Estimating Atmospheric NH3 Exchange in the Midwestern U.S. using SURFATM-NH3

Tuesday, 16 December 2014
Daryl Sibble1, Jason Anthony Caldwell1, Thomas Caillaud2, Elijah Johnson1, Erwan Personne2, Rick D Saylor3, Mark Heuer4, Andrew Joseph Nelson5, Mark J Rood6, Sotiria Koloutsou-Vakakis7 and LaToya Myles8, (1)Florida Agricultural and Mechanical University, Tallahassee, FL, United States, (2)AgroParisTech, Paris, France, (3)NOAA Air Resources Laboratory, Oak Ridge, TN, United States, (4)NOAA/ATDD, Oak Ridge, TN, United States, (5)University of Illinois at Urbana Champaign, Urbana, IL, United States, (6)University of Illinois, Urbana, IL, United States, (7)Univ of IL--Civil & Envir Engr, Urbana, IL, United States, (8)NOAA Oak Ridge, Oak Ridge, TN, United States
The bi-directionality of ammonia (NH3) exchange in canopies is influenced by changes in the atmosphere, vegetation, and soils. Accurate simulation of exchange processes is challenging due to uncertainties in stomatal compensation point, soil resistances, and other key inputs.
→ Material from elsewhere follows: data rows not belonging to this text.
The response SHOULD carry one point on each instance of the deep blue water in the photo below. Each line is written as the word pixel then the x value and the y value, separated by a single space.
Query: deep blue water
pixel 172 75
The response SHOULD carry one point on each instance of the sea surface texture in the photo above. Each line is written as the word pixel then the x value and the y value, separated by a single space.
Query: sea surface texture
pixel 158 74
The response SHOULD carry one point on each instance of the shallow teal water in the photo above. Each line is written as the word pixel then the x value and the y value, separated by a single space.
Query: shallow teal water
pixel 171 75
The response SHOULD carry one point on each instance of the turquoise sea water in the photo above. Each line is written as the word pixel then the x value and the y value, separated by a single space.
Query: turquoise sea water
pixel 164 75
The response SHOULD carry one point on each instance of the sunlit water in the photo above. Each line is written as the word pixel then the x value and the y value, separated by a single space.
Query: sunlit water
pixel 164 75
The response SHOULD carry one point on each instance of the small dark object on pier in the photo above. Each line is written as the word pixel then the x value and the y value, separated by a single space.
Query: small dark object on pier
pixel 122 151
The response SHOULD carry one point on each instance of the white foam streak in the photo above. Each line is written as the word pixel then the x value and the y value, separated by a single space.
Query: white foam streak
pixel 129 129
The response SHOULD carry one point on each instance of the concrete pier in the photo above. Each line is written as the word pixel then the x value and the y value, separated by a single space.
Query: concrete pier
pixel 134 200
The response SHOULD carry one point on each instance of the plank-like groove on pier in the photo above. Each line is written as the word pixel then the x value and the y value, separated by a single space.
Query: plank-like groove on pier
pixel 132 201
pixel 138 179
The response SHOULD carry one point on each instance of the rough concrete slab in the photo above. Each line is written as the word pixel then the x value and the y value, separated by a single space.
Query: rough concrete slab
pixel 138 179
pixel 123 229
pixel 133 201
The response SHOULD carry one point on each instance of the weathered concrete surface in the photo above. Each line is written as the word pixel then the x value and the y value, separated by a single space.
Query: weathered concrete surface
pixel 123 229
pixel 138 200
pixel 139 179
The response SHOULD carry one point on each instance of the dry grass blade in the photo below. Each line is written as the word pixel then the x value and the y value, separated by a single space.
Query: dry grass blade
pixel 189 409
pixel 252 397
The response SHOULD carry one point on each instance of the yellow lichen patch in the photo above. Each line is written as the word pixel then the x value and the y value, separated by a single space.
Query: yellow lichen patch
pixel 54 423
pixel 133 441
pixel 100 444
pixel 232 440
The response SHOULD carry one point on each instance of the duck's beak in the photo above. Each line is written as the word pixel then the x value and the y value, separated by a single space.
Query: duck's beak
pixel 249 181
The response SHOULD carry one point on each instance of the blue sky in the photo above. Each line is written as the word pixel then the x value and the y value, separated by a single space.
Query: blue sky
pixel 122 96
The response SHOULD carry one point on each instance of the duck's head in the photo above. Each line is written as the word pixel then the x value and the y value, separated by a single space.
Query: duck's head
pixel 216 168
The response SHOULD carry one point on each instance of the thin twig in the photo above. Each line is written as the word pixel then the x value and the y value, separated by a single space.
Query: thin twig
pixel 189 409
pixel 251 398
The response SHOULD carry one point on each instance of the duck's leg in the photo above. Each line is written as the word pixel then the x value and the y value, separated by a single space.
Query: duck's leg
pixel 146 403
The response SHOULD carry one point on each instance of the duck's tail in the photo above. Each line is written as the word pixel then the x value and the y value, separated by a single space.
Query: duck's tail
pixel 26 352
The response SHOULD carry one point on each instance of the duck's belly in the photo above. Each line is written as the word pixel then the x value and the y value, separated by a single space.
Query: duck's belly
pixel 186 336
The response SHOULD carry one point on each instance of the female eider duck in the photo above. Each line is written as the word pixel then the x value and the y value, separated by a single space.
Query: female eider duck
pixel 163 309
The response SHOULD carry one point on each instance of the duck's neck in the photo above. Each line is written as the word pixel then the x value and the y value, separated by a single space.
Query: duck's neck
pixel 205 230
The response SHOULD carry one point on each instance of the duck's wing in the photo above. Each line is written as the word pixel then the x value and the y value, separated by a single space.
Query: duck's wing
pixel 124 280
As part of a study to quantify NH3 emissions from fertilized maize in the Midwestern U.S., the SURFATM-NH3 model was used to simulate NH3 flux using measurement data (chemical flux, micrometeorology, and soil) collected over an entire growing season from May-September 2014. Initial simulations reveal that NH3 flux predictions display a statistically significant correlation with atmospheric variables that influence the transfer of moisture and energy (i.e. temperature, relative humidity, radiation). A function that describes the relationship between the emission potentials, meteorological data, and the vegetative canopy flux is also observed, which could be utilized by future studies to increase the accuracy of forecasting the source/sink behavior of the NHcanopy flux.